Problems arise from times when hormones are not in balance. This hormonal imbalance can disrupt any good intentions on behalf of external behaviors: especially when it comes to losing, or gaining, weight. Hormones play a critical role in the background while you try to manage that number on the weight scale. In fact, in some cases, all the dieting, exercising, and good rest might amount to little because of hormonal imbalance issues. In fact, if those normal behaviors are not contributing to measurable weight loss, consider the possibility that hormonal imbalance might be playing a large part in it.
While the body has many hormones, here are some of the more common contributors to weight gain.
Cortisol: The stress hormone. Cortisol plays a big part in the fight-or-flight reaction when you are responding to an external stimuli. Say there is a loud noise, and you react to it. Your endocrine system will excrete cortisol in response, blood will go from your digestive system to your muscles, your senses will sharpen, and your heart starts to pump faster and stronger. Now picture cortisol in a hormonal imbalance. Your body is constantly under a state of perceived stress because the hormone is impacting your metabolism as less blood reaches the stomach and intestines. The body cannot digest as efficiently, so the food just gets stored as fat, and not utilized for all of its good nutrients. Cortisol contributes to a disrupted metabolism, and the body actively stores fat as it is an evolutionary trait from long ago as a response to stressors.
DHEA: DHEA is a hormone that helps to regulate metabolic function and muscle growth. As the body ages, it creates and secretes less and less. This means that the body just does not create the same muscle mass as it used to. Less muscle means less calories burnt. Less calories burnt means more calories hanging around, and those calories get stored as fat.

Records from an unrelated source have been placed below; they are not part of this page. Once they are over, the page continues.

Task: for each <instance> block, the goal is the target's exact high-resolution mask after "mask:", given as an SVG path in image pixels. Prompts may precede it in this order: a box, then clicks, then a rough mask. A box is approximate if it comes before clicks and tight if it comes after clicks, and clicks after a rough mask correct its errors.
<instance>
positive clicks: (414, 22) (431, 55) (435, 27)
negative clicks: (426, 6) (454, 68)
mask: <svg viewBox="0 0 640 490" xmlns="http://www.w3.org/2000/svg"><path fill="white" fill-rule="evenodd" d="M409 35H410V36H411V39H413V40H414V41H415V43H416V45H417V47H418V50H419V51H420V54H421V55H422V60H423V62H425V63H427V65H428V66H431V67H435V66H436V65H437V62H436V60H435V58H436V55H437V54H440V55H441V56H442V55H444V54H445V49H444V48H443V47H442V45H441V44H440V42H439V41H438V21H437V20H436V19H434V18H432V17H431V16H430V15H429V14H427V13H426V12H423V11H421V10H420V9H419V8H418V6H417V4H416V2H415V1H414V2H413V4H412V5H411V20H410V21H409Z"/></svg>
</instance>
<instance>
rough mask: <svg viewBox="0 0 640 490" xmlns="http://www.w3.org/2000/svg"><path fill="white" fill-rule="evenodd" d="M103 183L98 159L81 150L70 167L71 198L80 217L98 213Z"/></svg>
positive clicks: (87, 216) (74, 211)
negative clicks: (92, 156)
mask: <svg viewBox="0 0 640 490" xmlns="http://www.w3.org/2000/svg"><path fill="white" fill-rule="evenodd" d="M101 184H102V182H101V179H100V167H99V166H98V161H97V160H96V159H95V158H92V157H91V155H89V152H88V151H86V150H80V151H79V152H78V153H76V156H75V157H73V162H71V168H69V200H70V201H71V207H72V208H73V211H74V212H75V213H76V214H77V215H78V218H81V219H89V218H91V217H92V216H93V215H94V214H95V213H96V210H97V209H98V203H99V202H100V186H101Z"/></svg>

Testosterone: Testosterone is another hormone that is abundant in youth, starting after puberty, but declines with age. Like DHEA, testosterone helps to create muscle growth in males. High testosterone is a benefit in the production of muscles, but it can increase the risk for prostate cancer, low testosterone is unhealthy in other ways. The interesting thing about decreased testosterone in males is that it can lead to obesity and diabetes, and the resulting obesity actually contributes to even further reduced production of testosterone. It is a double-edged sword that leads to weight gain. It is important to note that high testosterone in women leads to diabetes and obesity, the opposite effect of what it does in men.
Estrogen: Estrogen production follows cycles in women, declining later in age. Found less in men, it plays a role in metabolizing sugar and regulating blood sugar. High estrogen levels can present a higher risk for breast cancer, but lower estrogen often results in less efficient processing of sugars. These poorly processed sugars are then stored in the gut and midsection, increasing the unhealthy storage of adipose fat tissue. This leads to weight gain.
In conclusion, a certain weight might be an ideal number, but weight gain could be a symptom of something concerning and confusing. Especially if you are integrating good eating, exercising, and resting behaviors, and you are still gaining weight, I recommended a full hormone blood panel be done to assess deficiencies and imbalances. There are many options for treatment. However, careful monitoring is key.